Two bills, SB9 by state Sen. Tommy Williams, R-The Woodlands, and HB9 by state Rep. Burt Solomons, R-Carrollton, would take state funding away from local governments and law enforcement agencies that enact policies prohibiting officers and other employees from questioning the immigration status of people they've arrested or lawfully detained. SB 9 also extends the government’s Secure Communities program and codifies stricter regulations for legal residents applying for driver’s licenses and IDs
If the State Affairs panel votes out a bill, and if it’s SB9 that gets voted out, look for Democrats to call points of order to try and send the bill back to committee.
If it’s HB9, the bill is likely dead.
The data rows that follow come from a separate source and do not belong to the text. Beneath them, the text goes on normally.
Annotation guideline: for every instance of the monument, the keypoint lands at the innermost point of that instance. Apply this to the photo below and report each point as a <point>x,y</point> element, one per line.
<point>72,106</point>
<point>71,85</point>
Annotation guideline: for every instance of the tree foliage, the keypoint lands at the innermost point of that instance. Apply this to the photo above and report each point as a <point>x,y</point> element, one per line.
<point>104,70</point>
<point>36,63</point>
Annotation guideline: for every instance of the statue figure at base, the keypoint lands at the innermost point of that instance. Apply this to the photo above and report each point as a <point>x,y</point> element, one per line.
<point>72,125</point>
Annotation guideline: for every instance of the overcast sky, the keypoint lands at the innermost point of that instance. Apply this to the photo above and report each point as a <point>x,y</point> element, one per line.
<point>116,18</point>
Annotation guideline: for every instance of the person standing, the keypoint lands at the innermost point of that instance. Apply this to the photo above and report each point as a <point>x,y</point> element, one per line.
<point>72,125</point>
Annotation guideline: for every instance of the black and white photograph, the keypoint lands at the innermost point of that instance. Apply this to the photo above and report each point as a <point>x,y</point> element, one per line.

It hasn’t cleared either chamber and wouldn’t be taken up in the House until Tuesday or Wednesday. It would be a twist on what happened in the regular session, when Williams substituted his bill for the House bill; Solomons could play that back next week, leaving the Senate with the House bill and little time to do anything about it.
The timing allows Democratic opponents to snipe at either bill as the clock runs out.
And then there’s option three — Groundhog Day. Sanctuary cities could get added to the agenda of another special session if, say, the TWIA bill isn't settled in this one.